Every Tuesday and Thursday night I make the kind of walk college students
across the country dread. It is a mile-long hike up a busy street to a
hated class; straight up hill- a bigger workout then you will ever receive
at the gym perched on top, looking over the city. The street is
homeless-central, and in the beginning of the school year, when it was
warm and the scent of new pencils and books filled the air, I would pass
one, maybe two homeless people each block. After months of this, same
night, same time, same people, you start to recognize them and they you.
It becomes a comfort; just like passing the same bookstore means I am half
way home on the way down in the early night. The bald man in army
fatigues and sneakers with holey toes on the corner of 5th and Oakland
means I am ¼ of the way to my class at the top of the hill.
When my lungs are about to burst, I take a break next to a building, pull
out my water bottle and smile at the person sitting on the ground next to
me. Sometimes this starts a conversation, a life story, and sometimes
the man or woman just frown and look away. Occasionally they do not even
seem to notice me, rocking and humming to their own beat. But the
stories! The misconception about homeless people is they are alcoholics
or druggies or that they are running from the law. I certainly have
avoided my share of people who look sketchy, who do not come across as
stable. For the most part though, the regulars are down on their luck,
maybe for several years now. She lost her job at McDonalds and the kids
grew up and moved away, so why get a regular job now? It is just her- all
alone- and she feels okay living this way.
Lately I have noticed an increase in the homeless people. As a rule, I
do not hand out money. I am in college, and although it is a public
institute and much more reasonable then many other universities, some
weeks I don’t even have enough quarters to do my laundry. When there are
$600 worth of books you have to purchase each semester, donating monetary
funds is not an option.
However, there are many things I can give. I am a great listener if you
want to tell me your story when you sit beside me on the bus. When I
occasionally I eat out, I always hand my leftovers to the person who looks
a little hungry. But is that enough? In this land of opportunity, where
people from other countries attend public American colleges on scholarship
and we send food to Africa with the regularity of the rising sun, how is
it that people are still hungry, still homeless, still illiterate, still
needy on our own streets? When will we learn that, like my mommy taught
me, you cannot criticize another until you yourself are perfect? And oh
America the Beautiful, you are far from perfect.
I believe in the goodness of people, which is why the government baffles
me. This trillion-dollar bail out? Who does this help? No one I know
personally is receiving any type of stimulus, and why should we feed money
to those who ran what they had into the ground?

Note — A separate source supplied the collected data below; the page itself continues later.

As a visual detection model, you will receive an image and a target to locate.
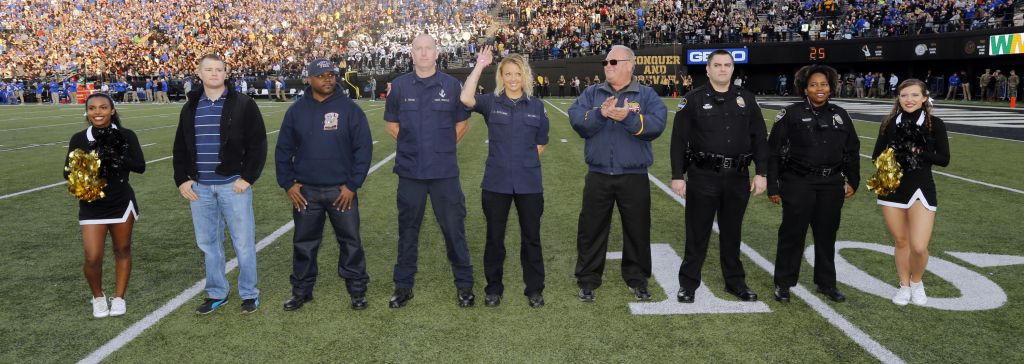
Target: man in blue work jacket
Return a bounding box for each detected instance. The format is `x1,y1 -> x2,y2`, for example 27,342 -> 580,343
568,45 -> 667,303
384,34 -> 475,308
275,59 -> 373,311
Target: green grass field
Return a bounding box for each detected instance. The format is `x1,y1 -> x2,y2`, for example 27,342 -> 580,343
1,97 -> 1021,363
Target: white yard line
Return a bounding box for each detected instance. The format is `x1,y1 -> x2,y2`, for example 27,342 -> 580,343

Take responsibility! You
have to help yourself before I can help you, because if you do not want to
be helped, then you have no hope.
As I sit at my desk in my warm apartment, I can see a man scavenging in
the garbage behind the College of Business Administration. Somewhere I
cannot see there are babies who are cold tonight, and a ten-year-old who
just wants a home. For every time I have been unsure if the $25000 a year
are worth it, times like this show why I am in college, why I am helping
myself get an education, why the late nights, thousands of dollars, and
peanut-butter sandwiches are worth it. Our country is so beautiful, from
the Jersey shore where I was born, the cornfields of central PA where I
grew up, and the valleys of California my aunt and uncle call home. Every
time I see a sunset I am still amazed, and every time I watch the 5PM news
my heart breaks. If we can’t help ourselves, believe in and hope for us,
for the people who care, then we can never help the world. And right now,
the world needs as much help as it can get.